Cruzando dados, o IBGE conseguiu elencar números importantes sobre acesso à educação, saúde e diagnóstico. Vejam bem, os números não mentem mas não dizem toda a verdade.

Quem tem feito interpretações duvidosas? Os interessados em desinformação como planos de saúde, inúmeros perfis de instagram e até mesmo, a agência de notícias do próprio IBGE. Em todos, alguns dados são entendidos pelo oposto do que representam e tidos como uma verdade que a gente sabe que não pode ser tida como única.

Números não geram verdades, ainda mais numa população tão ampla, eles ajudam a criar hipóteses, a abrir caminhos, a questionar suposições infundadas, mas um panorama real está longe de ter só dados qualitativos.

Vou analisar aqui afirmações destacadas que saíram na própria matéria da Agência de Notícias do IBGE e que causam muita confusão se não forem lidas corretamente.

E alguém hoje lê para além dos destaques?

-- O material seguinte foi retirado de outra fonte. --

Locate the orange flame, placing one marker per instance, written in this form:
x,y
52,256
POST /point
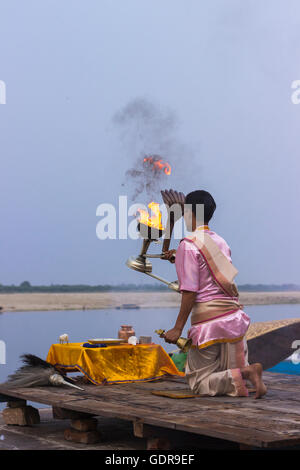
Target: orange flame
x,y
159,164
155,220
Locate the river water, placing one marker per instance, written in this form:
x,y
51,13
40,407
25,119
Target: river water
x,y
34,332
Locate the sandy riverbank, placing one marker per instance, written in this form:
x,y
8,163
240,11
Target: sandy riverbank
x,y
107,300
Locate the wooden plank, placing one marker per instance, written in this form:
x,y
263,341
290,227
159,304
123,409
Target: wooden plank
x,y
271,421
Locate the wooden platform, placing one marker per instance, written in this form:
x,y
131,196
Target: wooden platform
x,y
273,421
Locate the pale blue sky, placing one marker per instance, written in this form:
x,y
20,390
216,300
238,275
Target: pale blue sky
x,y
225,67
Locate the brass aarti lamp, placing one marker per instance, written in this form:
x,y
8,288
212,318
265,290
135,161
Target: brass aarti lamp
x,y
141,263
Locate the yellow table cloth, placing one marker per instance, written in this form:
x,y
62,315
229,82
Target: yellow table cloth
x,y
114,364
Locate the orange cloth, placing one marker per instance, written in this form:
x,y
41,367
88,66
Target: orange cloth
x,y
114,364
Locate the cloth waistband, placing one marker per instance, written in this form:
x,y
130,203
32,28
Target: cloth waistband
x,y
205,311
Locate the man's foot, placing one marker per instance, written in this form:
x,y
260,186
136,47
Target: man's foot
x,y
254,374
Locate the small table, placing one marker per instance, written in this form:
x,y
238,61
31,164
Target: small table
x,y
114,364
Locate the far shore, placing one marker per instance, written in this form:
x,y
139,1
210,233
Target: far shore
x,y
112,300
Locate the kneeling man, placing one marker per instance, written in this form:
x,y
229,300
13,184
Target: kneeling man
x,y
217,363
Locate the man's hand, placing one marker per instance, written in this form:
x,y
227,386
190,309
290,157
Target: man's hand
x,y
172,335
169,255
170,198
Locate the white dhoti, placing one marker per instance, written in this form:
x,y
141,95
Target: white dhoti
x,y
215,370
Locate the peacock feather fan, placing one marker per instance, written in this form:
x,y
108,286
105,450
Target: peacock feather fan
x,y
35,372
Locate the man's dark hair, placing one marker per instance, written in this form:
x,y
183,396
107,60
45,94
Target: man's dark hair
x,y
202,197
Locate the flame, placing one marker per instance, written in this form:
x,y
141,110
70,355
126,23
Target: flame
x,y
158,164
155,220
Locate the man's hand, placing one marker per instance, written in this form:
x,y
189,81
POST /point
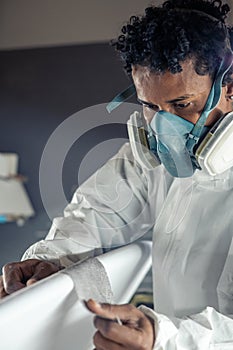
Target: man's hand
x,y
135,333
18,275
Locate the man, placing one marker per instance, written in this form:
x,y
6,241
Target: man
x,y
180,59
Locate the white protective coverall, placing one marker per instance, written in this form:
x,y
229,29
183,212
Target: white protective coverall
x,y
192,225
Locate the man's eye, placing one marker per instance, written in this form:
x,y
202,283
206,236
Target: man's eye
x,y
182,105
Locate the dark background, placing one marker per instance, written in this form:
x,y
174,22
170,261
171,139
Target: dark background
x,y
40,88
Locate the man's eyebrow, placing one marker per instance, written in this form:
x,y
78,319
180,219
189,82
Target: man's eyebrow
x,y
180,98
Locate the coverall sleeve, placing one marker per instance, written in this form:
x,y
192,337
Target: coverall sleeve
x,y
206,330
108,210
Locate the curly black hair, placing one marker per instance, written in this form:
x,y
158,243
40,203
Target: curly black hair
x,y
175,31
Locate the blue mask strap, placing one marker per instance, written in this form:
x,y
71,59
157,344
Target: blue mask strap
x,y
212,100
120,98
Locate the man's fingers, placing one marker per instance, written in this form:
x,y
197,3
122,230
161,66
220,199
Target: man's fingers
x,y
114,311
135,327
42,270
102,343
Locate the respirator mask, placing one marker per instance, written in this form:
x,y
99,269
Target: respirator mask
x,y
181,146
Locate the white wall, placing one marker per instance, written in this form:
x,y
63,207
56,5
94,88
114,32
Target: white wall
x,y
33,23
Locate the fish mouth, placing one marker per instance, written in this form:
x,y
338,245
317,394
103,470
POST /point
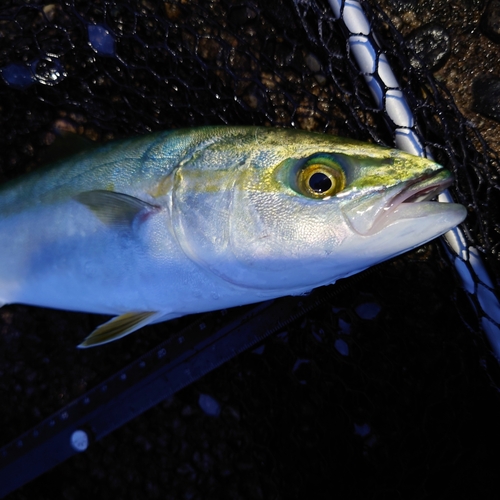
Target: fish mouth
x,y
408,200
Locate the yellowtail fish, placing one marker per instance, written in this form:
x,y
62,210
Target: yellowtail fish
x,y
185,221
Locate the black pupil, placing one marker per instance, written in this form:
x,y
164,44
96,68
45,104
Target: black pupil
x,y
320,182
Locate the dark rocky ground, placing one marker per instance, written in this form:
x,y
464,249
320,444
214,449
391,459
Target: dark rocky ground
x,y
410,410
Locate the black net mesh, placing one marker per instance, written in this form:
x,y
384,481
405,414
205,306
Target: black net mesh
x,y
377,405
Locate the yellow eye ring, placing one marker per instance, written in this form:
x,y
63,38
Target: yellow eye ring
x,y
320,180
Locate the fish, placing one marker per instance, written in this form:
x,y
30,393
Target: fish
x,y
184,221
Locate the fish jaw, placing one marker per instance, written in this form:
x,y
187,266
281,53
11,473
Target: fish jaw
x,y
256,231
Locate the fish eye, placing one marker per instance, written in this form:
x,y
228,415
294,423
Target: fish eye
x,y
320,177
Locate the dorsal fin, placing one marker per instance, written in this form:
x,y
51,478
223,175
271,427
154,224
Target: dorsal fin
x,y
114,209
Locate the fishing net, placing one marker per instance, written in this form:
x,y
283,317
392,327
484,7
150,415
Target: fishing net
x,y
369,394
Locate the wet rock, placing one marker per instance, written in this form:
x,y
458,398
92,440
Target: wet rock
x,y
490,21
486,96
432,45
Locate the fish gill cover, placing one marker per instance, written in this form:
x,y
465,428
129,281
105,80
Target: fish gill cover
x,y
410,369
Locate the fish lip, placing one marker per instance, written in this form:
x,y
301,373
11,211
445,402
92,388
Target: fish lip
x,y
414,191
424,188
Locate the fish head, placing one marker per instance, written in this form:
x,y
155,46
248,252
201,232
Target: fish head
x,y
287,211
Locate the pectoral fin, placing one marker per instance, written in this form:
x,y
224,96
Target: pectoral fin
x,y
114,209
119,327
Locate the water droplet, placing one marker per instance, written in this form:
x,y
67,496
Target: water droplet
x,y
101,40
48,71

“Autismo é maior entre crianças e adolescentes”

Vejam bem o quanto essa afirmação além de ser errada é feita com toda certeza por alguém que nunca leu sobre autismo. Ela diz duas coisas complicadas. Primeiro: que o autismo é algo que se “cura” ou “passa”, afinal, se ele é maior em crianças e adolescentes, ele deixa de existir quando esses mesmos crescem e viram adultos?

Mas quando vamos lendo o resto da notícia vemos como colocar em evidência essa afirmação é ainda mais perigosa. Pois o que diz o estudo:

Entre os grupos etários, a prevalência de diagnóstico de autismo foi maior entre os mais jovens: 2,1% no grupo de 0 e 4 anos de idade, 2,6% entre 5 e 9 anos, 1,9% entre 10 e 14 anos e 1,3% entre 15 e 19 anos. Esses percentuais representam, ao todo, 1,1 milhão de pessoas de 0 a 14 anos com autismo. Nos demais grupos etários, os percentuais oscilaram entre 0,8% e 1,0%. (grifo nosso)

O que tem prevalência mesmo é o diagnóstico e não o autismo. Sim, é isso mesmo que precisávamos saber: que de 0 a 15 anos é mais provável conseguir o diagnóstico de autismo.  E mais, cruzando os dados idade e sexo o estudo mostra ainda que há mais diagnósticos do sexo masculino. O autismo ainda é azul, né?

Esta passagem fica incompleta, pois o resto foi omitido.